A 2021 All-WCC and the 2020 WCC Tournament MVP, Joel Ayayi had a successful 3 years at Gonzaga. As a junior, the Frenchman averaged 12 PPG, 7 RPG, 2.7 APG, 1.1 SPG, 0.2 BPG, and 1.4 TOPG on shooting splits of 58/39/78. Below is his full scouting report:
Name: Joel Ayayi
Height/Weight: 6’5 / 180
Wingspan/ standing reach: N/A
Hand size: N/A
College/ country: Gonzaga
Tools: P&R prowess, length, defense
- Plus vision
- Excellent frame for a guard
- Active hands defensively
- Navigates around screens well both as a scorer and playmaker
- Strong cutter
- Great rebounder for a guard
- Good finisher at the rim
- Needs to continue refining jump shot form
- Nonexistent shooter off the dribble
- Struggles going left
- Needs to continue adding weight
Joel Ayayi is a tall point guard with defensive prowess, as well as finishing ability, cutting, pick & roll excellence, and overall playing bigger than his size as a point guard.
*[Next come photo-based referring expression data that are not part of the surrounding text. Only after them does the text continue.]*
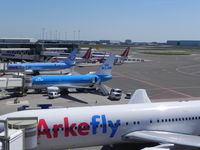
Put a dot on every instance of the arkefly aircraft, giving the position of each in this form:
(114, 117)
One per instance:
(76, 81)
(139, 121)
(36, 67)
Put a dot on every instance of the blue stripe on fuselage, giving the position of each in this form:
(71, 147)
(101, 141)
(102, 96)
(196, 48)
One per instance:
(39, 80)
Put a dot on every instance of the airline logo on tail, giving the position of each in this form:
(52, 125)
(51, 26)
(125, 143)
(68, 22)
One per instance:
(72, 56)
(79, 129)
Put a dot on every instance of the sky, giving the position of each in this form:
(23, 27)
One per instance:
(138, 20)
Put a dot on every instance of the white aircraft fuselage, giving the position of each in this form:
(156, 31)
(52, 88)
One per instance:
(101, 125)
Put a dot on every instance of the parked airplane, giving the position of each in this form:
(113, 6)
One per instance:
(36, 67)
(138, 121)
(76, 81)
(103, 56)
(84, 59)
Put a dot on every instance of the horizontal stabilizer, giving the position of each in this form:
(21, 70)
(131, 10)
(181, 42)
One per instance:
(140, 96)
(164, 137)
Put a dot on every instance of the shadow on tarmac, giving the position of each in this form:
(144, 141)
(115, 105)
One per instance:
(128, 146)
(73, 99)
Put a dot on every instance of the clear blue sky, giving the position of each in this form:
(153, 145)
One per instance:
(138, 20)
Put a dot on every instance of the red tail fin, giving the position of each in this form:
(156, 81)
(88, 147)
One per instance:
(125, 53)
(88, 54)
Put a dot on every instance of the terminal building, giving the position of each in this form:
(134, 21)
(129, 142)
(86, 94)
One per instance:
(30, 49)
(183, 43)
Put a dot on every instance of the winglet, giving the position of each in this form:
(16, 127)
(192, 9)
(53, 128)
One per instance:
(71, 58)
(140, 96)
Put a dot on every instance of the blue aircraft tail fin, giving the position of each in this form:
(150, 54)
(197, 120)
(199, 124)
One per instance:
(71, 58)
(106, 67)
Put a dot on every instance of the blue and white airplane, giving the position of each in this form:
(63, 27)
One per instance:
(139, 122)
(76, 81)
(35, 67)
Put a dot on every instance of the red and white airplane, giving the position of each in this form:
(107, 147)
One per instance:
(138, 121)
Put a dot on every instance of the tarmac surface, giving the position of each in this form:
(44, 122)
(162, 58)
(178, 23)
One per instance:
(166, 78)
(163, 77)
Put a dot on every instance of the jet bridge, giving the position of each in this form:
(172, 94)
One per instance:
(19, 133)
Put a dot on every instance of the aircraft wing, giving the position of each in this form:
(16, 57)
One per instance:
(164, 137)
(73, 86)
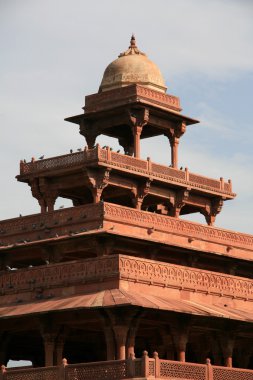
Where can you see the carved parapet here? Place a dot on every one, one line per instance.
(140, 193)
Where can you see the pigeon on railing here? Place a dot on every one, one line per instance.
(9, 268)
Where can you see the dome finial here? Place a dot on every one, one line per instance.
(132, 42)
(132, 48)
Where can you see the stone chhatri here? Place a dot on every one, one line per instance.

Defensively, Ayayi has length, mobility, and versatility at 6’5 to both stay in front of his man and be an overall positive defender. On the offensive end, Ayayi has a lot of swing skills that would need to go his way to pan out in the NBA. He is unable to hit pull-up jumpers, and his shot can be inconsistent as a spot up shooter, which is a core off-ball role. The other key area for Ayayi to maintain consistent success is developing his left hand, both as a ball-handler and a finisher. Ayayi often unnecessarily goes out of his way to finish with his right hand when he has the easy look for his left hand, which is a habit that will help him maintain his absurd 75% shooting at the rim. Ayayi could be a useful role player off the bench in virtually any lineup due to his elite cutting ability.
Similar to: Mardy Collins, Frank Ntilikina
Projected draft range: 45- undrafted
Expected Role: Two-way guard that runs a bench unit, primarily out of the P&R.
Unplayable if: Jump shooting doesn’t translate, and his struggles going left hold him back as a plus finisher.
Exceeds expectations if: Jump shooting translates, even if only the spot-up shooting is what carries over to the NBA.